Asthma in Child
An estimated 26 million people in the United States have asthma (7 million children), and the condition is a leading cause of absence from school.
The course of asthma over time varies greatly in this age group. Children developing symptoms of asthma before the age of 3 face the greatest deficits in lung function growth over time compared to those with asthma symptoms first presenting after age 3.
The condition has genetic as well as environmental determinants. Roughly half of cases are due to genetic susceptibility and half are related to environmental factors.
Immunohistopathologic features of asthma include inflammatory cell infiltration with neutrophils, eosinophils, lymphocytes, mast cell activation, and epithelial injury.
Exacerbations are manifested by widespread narrowing of airways that may resolve spontaneously or with therapy. This narrowing of airways results in the experience of dyspnea, cough, and wheezing. Triggers for such exacerbations includes allergens, exercise, cold air, viral or bacterial infection, etc. These episodes last for minutes to hours, can be self-resolving, or may be severe enough to cause respiratory failure and death in the absence of emergency and intensive care.
Given that the symptoms of asthma, cough, dyspnea, and wheezing are generally nonspecific, several components of history may point towards asthma in a patient without a preceding diagnosis.
- Asthma symptoms are generally episodic and are generally worsened at night.
- Common asthma triggers include environmental allergens (dust mites, molds, furry animals, cockroaches, and pollen), exercise (symptoms trigger approximately 5 minutes after brief exercise or 15 minutes into sustained exercise and resolve with rest), cold air, or viral infections.
- A family history of atopy (history of asthma, allergies, atopic dermatitis) favors asthma in a patient with compatible respiratory symptoms.
Other physical findings of severe obstruction include nasal flaring, subcostal retractions, use of accessory muscles such as the sternocleidomastoids, sitting in a tripod position, and a prolonged expiratory phase. Hypertension is frequently increased in patients with asthma.
Asthma is generally divided into 2 types: allergic asthma (causes by exposure to an allergen) and nonallergic asthma.
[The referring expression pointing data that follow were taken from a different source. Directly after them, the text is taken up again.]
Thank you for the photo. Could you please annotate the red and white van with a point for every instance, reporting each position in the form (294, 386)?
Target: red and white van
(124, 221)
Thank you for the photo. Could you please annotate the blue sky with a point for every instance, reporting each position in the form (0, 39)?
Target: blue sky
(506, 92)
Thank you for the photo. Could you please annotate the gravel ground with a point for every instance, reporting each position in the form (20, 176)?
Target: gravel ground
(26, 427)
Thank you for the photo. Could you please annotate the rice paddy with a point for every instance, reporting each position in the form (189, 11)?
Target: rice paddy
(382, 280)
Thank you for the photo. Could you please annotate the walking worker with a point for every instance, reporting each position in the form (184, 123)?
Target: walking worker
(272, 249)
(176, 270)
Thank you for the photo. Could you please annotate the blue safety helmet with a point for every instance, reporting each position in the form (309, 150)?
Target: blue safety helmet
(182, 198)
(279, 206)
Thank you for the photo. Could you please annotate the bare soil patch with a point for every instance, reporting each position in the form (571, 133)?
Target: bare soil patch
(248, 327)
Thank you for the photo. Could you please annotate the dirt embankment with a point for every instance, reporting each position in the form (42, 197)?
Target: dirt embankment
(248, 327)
Asthma occurs at all ages but predominantly in early life. Half of cases develop in the first decade of life, and another third present in the first 4 decades of life. The single largest risk factor for the development of asthma is atopy, and allergic asthma is associated with a familial or personal history of allergic diseases. These patients may have positive skin test reactions to intradermal antigen testing and/or elevated levels of immunoglobulin E (IgE). Nonallergic asthma patients do not have such histories of allergy and have negative skin testing and normal IgE levels.
J45.901 – Unspecified asthma with (acute) exacerbation
195967001 – Asthma
- Foreign body in trachea or bronchus
- Vocal cord dysfunction
- Vascular rings or laryngeal webs
- Laryngotracheomalacia, tracheal stenosis, or bronchostenosis
- Enlarged lymph nodes or tumor
- Viral bronchiolitis or obliterative bronchiolitis
- Cystic fibrosis
- Bronchopulmonary dysplasia
- Heart disease
- Plastic bronchitis – A rare condition involving branching casts in the bronchial tree or trachea. Sometimes associated with cardiac surgery or inflammatory disease.